An upgrade to FireChat released today could make the app much more useful and powerful. It makes it possible to communicate with other FireChat users beyond the roughly 70 meters that your device can reach with Wi-Fi. Private and public messages can now travel longer distances by hopping between FireChat users until they get to the intended recipient—an approach known as mesh networking. Messages are encrypted as they travel through intermediate devices.

“We’re creating an entirely new way for networks to form themselves,” says Christophe Daligault, chief marketing officer at Open Garden, the company that develops FireChat. “We’ve seen pockets of users who get together and form networks, but now we have a way to connect those islands.”

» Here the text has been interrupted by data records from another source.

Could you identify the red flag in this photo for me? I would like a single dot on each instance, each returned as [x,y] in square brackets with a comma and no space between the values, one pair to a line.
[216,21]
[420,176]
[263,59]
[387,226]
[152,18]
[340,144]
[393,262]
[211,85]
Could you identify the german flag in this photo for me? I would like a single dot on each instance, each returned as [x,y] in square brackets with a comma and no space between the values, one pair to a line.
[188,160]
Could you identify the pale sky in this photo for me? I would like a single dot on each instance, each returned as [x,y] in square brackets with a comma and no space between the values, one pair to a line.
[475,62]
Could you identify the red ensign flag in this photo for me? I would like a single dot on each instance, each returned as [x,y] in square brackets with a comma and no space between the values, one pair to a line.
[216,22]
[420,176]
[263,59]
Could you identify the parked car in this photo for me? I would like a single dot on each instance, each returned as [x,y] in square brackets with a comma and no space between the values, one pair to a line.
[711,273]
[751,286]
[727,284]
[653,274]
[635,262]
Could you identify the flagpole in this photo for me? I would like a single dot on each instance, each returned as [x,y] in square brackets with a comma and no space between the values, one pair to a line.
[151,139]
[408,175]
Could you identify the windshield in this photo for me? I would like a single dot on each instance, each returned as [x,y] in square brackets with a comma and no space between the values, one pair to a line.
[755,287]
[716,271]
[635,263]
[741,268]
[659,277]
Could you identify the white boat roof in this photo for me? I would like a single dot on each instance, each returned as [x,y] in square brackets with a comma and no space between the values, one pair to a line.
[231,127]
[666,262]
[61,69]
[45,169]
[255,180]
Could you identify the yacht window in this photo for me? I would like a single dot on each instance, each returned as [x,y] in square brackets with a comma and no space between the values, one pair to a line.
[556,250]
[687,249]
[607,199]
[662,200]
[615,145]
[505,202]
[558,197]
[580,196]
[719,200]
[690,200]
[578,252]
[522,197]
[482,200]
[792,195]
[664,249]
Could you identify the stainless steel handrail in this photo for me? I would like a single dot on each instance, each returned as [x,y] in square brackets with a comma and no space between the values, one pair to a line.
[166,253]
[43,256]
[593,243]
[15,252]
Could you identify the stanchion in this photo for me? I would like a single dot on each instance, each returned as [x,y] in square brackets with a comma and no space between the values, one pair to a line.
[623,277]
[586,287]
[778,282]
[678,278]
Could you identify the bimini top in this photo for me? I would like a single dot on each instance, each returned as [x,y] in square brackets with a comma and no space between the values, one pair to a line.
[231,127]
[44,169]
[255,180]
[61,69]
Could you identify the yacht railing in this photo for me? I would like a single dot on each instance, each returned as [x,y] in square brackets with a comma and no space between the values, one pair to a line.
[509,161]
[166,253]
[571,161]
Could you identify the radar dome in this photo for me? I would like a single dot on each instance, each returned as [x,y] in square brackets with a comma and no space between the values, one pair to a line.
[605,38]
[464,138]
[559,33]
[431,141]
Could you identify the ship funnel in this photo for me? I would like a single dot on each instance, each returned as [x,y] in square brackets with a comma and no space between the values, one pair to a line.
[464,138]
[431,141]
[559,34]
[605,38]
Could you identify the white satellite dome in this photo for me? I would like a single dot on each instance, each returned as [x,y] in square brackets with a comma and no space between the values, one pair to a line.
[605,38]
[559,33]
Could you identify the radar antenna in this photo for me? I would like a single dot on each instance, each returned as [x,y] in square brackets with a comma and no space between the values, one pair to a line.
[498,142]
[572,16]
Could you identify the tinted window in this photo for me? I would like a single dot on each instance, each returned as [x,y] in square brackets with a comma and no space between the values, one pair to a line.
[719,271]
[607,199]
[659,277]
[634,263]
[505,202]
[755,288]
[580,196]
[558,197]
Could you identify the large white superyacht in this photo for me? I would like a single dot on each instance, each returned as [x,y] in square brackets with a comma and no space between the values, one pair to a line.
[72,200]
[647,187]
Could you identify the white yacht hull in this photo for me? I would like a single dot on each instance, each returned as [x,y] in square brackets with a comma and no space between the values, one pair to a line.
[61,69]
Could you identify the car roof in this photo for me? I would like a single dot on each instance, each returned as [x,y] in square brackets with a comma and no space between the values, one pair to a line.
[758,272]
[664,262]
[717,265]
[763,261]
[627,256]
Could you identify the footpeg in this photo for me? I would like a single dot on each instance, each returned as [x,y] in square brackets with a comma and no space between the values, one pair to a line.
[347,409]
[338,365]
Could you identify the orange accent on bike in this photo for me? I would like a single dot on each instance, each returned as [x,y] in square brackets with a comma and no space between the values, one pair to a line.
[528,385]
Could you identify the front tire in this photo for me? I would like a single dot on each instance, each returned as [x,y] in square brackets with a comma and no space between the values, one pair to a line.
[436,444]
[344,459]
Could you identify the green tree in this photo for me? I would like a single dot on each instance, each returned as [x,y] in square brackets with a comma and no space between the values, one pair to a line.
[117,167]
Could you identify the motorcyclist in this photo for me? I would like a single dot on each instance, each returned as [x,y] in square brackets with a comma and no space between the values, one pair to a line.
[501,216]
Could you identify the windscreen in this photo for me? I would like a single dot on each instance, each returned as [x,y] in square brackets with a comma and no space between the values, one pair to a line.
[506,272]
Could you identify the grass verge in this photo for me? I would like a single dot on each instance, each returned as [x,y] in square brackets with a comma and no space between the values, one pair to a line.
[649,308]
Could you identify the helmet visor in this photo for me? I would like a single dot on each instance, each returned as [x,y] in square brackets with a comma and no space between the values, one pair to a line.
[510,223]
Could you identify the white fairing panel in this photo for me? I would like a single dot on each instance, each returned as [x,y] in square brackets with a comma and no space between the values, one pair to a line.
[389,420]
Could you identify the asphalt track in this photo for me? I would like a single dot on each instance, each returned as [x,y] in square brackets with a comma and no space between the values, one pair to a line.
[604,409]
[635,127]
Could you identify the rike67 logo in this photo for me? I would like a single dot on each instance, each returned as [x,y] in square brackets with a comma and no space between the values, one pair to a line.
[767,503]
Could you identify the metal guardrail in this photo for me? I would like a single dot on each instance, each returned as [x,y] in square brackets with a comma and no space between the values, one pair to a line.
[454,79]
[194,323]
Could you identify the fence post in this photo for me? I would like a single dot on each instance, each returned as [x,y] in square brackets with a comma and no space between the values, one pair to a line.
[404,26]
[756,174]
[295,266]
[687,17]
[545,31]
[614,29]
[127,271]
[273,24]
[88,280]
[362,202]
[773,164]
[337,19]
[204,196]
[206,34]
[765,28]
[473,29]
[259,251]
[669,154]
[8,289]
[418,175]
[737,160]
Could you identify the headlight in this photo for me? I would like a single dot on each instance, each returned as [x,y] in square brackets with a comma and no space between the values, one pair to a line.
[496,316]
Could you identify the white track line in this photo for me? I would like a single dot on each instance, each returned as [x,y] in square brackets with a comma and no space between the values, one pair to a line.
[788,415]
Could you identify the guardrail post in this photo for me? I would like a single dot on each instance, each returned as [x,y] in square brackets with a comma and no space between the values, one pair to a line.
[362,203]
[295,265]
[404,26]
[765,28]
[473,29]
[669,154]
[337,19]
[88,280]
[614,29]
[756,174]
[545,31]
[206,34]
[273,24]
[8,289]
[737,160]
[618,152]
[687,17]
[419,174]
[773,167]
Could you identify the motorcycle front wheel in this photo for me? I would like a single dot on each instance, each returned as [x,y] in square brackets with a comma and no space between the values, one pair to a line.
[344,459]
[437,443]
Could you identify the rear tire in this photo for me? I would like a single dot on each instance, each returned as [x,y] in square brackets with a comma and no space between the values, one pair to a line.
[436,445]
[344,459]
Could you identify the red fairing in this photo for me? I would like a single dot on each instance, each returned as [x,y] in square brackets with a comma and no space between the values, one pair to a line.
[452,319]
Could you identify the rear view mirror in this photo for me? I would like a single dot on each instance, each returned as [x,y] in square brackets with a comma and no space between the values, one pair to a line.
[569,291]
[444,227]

The new version of FireChat works on Apple devices and those running Google’s Android operating system. Open Garden has tested it with “OMs”—offline messages—making as many as five hops between different devices before they reach their destination, says Daligault. Copies of a new message fan out across the network of linked devices searching for a way to reach its recipient; cleanup algorithms later tidy up versions that don’t make it. If a message reaches a phone with FireChat that does have access to the Internet, it will also try and route the message that way like a regular messaging app.

Open Garden’s engineers believe their app can work at much larger scales, even linking up whole towns if enough people install FireChat. As an extreme example, they calculate that it would need 5 percent or less of smartphones in a dense city like New York to be able to get messages anywhere in the city in about 10 minutes.

However, to be effective at large scale in the event of, say, an earthquake or other disaster, FireChat will first have to find a place on people’s phones alongside conventional, Internet-reliant messaging apps. To use FireChat offline you first have to download it and register a unique username—both things you can only do if you’re connected.

Open Garden says FireChat will always be free, and hopes to see humanitarian organizations make it part of disaster resilience plans in parts of the world with fragile communications infrastructure. The company plans to make money from the technology by offering to help companies build the off-the-grid communication functions into their own products.